How should Nocatee's roads connect to other development that will take
place in the future to the south of Nocatee? Teeple said there needs to be link
between Nocatee's roads and bordering development.
How should the southern end of Nocatee connect to U.S. 1? The Nocatee plan
calls for extensive roadwork in the northern end of Nocatee, including a
developer-funded project that would reroute and widen County Road 210, with
construction starting in 2002 andng for traffic in 2004.

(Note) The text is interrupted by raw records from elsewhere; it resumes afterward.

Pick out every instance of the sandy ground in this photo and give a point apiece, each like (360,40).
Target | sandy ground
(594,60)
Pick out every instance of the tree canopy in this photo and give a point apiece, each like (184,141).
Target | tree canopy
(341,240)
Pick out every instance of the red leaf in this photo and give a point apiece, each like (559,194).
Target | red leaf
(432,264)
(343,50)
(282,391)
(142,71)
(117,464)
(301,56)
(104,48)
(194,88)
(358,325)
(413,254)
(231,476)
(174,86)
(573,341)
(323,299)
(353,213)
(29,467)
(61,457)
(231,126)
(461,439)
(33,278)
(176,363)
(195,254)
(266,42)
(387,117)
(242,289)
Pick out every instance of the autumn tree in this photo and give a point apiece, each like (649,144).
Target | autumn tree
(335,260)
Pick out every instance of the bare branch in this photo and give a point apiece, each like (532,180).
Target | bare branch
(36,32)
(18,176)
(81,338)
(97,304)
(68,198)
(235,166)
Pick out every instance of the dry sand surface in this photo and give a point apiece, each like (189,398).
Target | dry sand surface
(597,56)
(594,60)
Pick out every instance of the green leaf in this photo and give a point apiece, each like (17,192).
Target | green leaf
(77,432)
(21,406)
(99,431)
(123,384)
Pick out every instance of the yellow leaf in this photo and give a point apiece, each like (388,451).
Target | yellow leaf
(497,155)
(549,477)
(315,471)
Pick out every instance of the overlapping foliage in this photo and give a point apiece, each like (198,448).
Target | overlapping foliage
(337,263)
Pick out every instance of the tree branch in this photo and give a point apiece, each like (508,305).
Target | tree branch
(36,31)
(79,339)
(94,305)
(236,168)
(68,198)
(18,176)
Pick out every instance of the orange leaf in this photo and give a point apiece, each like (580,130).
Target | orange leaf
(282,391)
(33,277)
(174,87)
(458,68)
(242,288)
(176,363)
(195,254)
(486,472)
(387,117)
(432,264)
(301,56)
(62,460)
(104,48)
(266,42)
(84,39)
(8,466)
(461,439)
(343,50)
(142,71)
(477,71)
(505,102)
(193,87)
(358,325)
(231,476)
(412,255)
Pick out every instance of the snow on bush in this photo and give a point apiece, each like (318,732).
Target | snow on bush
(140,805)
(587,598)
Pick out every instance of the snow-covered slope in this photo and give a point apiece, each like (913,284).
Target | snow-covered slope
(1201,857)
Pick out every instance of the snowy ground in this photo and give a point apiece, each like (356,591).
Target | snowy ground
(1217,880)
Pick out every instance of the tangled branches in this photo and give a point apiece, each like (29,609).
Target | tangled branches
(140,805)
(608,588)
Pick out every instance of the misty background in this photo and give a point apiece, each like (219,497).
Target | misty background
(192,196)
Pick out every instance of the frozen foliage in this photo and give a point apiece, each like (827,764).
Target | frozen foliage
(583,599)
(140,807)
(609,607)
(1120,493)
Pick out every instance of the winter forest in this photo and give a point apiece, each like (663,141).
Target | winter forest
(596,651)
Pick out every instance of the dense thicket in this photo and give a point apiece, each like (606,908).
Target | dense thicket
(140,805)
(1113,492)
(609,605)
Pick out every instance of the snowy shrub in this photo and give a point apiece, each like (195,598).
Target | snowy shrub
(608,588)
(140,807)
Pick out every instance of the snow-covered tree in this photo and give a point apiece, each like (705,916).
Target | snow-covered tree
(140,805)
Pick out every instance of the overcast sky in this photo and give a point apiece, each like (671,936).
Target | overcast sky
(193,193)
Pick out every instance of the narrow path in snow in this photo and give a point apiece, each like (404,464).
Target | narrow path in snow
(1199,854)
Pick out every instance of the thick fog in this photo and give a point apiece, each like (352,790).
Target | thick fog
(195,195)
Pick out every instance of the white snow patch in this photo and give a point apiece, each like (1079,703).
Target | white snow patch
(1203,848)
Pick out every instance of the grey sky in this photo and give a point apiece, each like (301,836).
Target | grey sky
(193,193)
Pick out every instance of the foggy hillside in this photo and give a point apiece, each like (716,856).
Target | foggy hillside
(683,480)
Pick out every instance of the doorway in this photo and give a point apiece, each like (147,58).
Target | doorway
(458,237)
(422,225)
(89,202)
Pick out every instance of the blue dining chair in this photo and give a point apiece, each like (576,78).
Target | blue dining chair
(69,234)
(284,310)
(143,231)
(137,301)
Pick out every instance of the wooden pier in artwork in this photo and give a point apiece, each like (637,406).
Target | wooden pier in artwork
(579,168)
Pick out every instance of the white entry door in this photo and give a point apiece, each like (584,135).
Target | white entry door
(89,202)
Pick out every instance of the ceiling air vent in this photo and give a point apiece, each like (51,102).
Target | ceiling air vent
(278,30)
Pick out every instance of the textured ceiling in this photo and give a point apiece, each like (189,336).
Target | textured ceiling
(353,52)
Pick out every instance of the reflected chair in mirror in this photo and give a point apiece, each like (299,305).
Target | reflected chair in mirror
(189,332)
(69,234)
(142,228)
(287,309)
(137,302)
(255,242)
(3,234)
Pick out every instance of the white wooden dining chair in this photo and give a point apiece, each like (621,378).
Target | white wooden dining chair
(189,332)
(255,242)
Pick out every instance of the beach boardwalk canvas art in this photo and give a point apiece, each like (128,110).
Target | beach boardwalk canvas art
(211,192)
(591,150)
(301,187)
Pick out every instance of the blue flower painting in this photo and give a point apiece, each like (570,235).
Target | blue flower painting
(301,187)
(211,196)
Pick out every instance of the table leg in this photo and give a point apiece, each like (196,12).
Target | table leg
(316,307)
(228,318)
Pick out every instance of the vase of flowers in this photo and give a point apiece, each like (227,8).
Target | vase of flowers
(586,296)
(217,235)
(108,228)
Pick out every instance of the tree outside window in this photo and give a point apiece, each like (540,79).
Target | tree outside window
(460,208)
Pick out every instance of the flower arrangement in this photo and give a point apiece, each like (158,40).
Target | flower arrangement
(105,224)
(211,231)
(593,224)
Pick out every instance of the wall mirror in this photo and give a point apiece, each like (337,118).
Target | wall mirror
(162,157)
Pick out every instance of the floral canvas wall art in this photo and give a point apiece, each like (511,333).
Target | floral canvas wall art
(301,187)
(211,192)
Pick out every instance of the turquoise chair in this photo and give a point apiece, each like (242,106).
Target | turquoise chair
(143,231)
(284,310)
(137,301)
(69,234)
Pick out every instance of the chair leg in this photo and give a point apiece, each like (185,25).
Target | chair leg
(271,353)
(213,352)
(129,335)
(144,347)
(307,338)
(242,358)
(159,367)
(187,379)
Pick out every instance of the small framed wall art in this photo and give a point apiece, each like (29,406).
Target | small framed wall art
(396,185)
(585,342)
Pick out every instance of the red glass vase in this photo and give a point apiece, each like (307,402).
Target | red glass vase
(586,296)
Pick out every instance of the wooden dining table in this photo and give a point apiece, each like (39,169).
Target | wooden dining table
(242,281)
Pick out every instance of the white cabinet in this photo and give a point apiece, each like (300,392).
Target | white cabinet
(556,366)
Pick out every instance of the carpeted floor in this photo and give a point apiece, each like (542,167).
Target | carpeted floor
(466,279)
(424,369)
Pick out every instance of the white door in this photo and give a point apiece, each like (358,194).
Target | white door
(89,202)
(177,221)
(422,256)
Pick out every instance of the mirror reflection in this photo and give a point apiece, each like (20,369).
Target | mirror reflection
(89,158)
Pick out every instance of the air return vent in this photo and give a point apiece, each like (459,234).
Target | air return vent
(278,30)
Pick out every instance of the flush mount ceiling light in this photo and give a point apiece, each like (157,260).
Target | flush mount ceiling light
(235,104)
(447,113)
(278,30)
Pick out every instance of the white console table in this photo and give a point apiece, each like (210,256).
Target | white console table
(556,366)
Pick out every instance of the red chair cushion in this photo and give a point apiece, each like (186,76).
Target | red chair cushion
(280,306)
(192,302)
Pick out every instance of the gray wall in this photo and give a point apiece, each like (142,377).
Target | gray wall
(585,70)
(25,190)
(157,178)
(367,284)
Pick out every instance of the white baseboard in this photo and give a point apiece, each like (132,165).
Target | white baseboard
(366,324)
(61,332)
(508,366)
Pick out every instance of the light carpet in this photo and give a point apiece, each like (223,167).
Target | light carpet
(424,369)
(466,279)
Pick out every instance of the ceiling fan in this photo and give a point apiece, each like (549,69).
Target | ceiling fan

But government planners say the southern end of Nocatee also must have access
to U.S. 1.
O'Steen said the revised Nocatee plan would provide that access by using the
existing Pine Island Road, which runs from U.S. 1 and goes through the southern
tip of Nocatee.
In regard to monitoring how future office and retail development unfolds,
O'Steen said his team is assessing that and has not decided on a proposal for
the planning council to consider.
Likewise, the PARC Group also is studying how to connect Nocatee's roads to
future development to the south. O'Steen said that could pose pitfalls for
Nocatee. For instance, he said if the land to the south were later developed as
industrial property, Nocatee's residents would not want heavy trucks using their
roads as a shortcut.
"We think there's a way to do it, but we want to make sure it's done in a way
that there are safeguards and checks and balances so it does not have a negative
impact on the Nocatee plan," he said.
The regional planning council will forward its decision as a recommendation
to the St. Johns County Commission and the Jacksonville City Council. The
development also must be approved by the state Department of Community Affairs,
which would push the final decision into late spring.
In St. Johns County, officials will conduct special, marathon meetings
devoted solely to the Nocatee proposal. St. Johns County planners are still
scrutinizing a number of items, including the route of a widened County Road
210, affordable housing, utilities and greenways, said Teresa Bishop, the
county's planning director.
The St. Johns County Planning and Zoning Agency is scheduled to review the
proposal when it meets from 1:30 to 8 p.m. Feb. 14 to 16. Then the County
Commission will meet from 1:30 to 8 p.m. Feb. 22 and 23 and, if needed,
reconvene from 10 a.m. to 3 p.m. Feb. 26.
After the commission completes its hearings, it can take a vote right then or
wait up to 30 days before deciding, Bishop said.
In Jacksonville, the City Council has scheduled a public hearing for Feb. 21
before the Land Use and Zoning Committee and the City Council on Feb. 27.
The regional planning council will conduct public hearings starting at 9 a.m.
Jan. 26 and 29 in the St. Johns County Courthouse's commission chambers.